The trend was consolidated and implemented across genres in 2021: Another Hulu movie, action-thriller boss level (starring B-movie legend Frank Grillo with heavyweight Mel Gibson, Michelle Yeoh and Naomi Watts) was about a Special Forces soldier trying to stop a time loop that inevitably ends with his death. it happens. amazon prime video released Tiny Perfect Things Map in February 2021. Based on a short story by journalist and author Lev Grossman, it was a sweet, good-hearted teenage love story about two young men who discover that they are both re-living the same time loop.

In April, Netflix released Trayvon Frey’s poignant short film two distant strangers globally; Here, black Americans’ experiences with law enforcement are told through the eyes of the protagonist, a black man whose time loop continues to end with him being shot by cops—once because a cop feels that Her joint smoking is dangerous, a second time because police broke into her home after reading an address wrong (reminiscent of the March 2020 murder of Breonna Taylor), and so on.

Even closer to home, several films have been made using this idea in recent months.
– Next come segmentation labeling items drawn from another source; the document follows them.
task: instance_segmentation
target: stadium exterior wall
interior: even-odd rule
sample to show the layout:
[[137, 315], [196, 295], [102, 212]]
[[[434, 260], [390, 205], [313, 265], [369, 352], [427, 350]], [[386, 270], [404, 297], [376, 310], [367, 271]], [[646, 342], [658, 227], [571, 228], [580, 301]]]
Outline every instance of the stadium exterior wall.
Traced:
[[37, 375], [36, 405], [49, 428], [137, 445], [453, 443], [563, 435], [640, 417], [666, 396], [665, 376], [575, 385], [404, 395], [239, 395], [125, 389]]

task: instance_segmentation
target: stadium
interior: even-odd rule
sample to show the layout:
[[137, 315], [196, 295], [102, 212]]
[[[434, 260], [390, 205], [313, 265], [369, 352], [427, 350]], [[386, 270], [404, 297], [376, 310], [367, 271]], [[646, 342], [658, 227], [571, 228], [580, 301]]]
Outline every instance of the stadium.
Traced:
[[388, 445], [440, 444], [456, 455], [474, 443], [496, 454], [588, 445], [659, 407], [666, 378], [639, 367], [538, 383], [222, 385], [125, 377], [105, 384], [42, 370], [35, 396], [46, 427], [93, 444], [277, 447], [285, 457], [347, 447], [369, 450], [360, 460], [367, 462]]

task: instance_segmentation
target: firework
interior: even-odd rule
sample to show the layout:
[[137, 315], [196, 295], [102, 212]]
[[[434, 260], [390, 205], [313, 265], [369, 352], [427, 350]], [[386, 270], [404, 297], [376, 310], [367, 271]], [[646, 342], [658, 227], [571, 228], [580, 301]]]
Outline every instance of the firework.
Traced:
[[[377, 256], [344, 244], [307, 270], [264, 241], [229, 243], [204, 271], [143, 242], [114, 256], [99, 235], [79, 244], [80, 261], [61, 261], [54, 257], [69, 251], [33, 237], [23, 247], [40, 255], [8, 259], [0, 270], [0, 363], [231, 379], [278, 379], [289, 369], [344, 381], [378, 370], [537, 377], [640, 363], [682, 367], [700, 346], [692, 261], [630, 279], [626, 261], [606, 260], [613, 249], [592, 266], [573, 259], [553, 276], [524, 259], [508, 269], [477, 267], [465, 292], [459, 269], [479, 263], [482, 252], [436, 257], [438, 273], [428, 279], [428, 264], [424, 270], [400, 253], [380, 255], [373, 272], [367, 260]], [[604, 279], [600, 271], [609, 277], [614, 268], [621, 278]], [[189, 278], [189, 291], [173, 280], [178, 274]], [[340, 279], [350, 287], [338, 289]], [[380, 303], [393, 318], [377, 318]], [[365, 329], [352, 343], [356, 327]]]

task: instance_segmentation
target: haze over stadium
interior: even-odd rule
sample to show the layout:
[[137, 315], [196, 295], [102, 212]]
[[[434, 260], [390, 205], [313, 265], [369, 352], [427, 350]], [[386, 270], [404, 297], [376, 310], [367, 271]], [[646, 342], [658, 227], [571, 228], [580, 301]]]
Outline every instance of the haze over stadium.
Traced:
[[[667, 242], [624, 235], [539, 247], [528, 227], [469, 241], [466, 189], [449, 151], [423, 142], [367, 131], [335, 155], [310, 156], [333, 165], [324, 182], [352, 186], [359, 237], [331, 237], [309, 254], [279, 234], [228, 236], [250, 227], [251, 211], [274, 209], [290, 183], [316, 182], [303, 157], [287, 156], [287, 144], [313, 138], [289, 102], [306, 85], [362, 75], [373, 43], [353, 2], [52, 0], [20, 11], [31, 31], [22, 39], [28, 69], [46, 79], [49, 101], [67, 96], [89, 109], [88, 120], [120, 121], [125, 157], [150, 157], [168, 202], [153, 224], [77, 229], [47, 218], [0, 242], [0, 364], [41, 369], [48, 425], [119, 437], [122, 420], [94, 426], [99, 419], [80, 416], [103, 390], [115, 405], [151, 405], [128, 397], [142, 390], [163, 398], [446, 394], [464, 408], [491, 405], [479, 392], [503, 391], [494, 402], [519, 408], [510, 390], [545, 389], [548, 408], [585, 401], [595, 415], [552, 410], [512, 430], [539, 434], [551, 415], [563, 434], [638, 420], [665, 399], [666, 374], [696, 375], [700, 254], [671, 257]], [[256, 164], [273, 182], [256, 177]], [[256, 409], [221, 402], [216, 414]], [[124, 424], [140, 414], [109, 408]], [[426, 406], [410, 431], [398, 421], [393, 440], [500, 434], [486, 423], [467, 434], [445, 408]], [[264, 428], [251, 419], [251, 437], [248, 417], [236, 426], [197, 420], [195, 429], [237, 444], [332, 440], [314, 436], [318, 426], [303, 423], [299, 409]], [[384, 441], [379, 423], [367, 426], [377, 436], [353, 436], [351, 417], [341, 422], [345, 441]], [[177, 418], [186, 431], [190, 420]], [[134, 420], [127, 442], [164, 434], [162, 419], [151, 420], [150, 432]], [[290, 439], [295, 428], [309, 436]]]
In Malayalam language by Lijo Jose Pellissery churuliVery clever use of this device in the second half, though I can’t tell it here without spoiling the climax. Suffice it to say that as is Pellissori’s style, the novelty fits the theme of the screenplay; It’s not just a prank. In Mano Karthikeyan’s Tamil language film wake up, released last month, a neurosurgeon (Satish Kumar) is living the same days over and over and within the confines of that day, he tries to save his wife from a mysterious killer.

deja vu

Venkat Prabhu’s also released last month Manadu It has been praised for its intelligent use of the time loop device. Here, a Coimbatore police officer (SJ Surya) and an NRI (Silambarasan) who are in the city to help their friend escape, realize that they are both stuck living on the same day as the Chief Minister’s. He is murdered in the same convention.

repetition, eternal repetition, deja vuWhat do these characters learn from experience? Well, a lot of them seem to realize what parts of their lives are… the exterior, let’s say. This allows them to focus on what is most important: life itself, their one true love (like in.) Palm Springs or Tiny Perfect Things Map), or any reason greater than that (Manadu, churuli) thus, they live more ‘in a day’ than their entire previous unlooped life.

The author is a writer and journalist working on his first non-fiction book.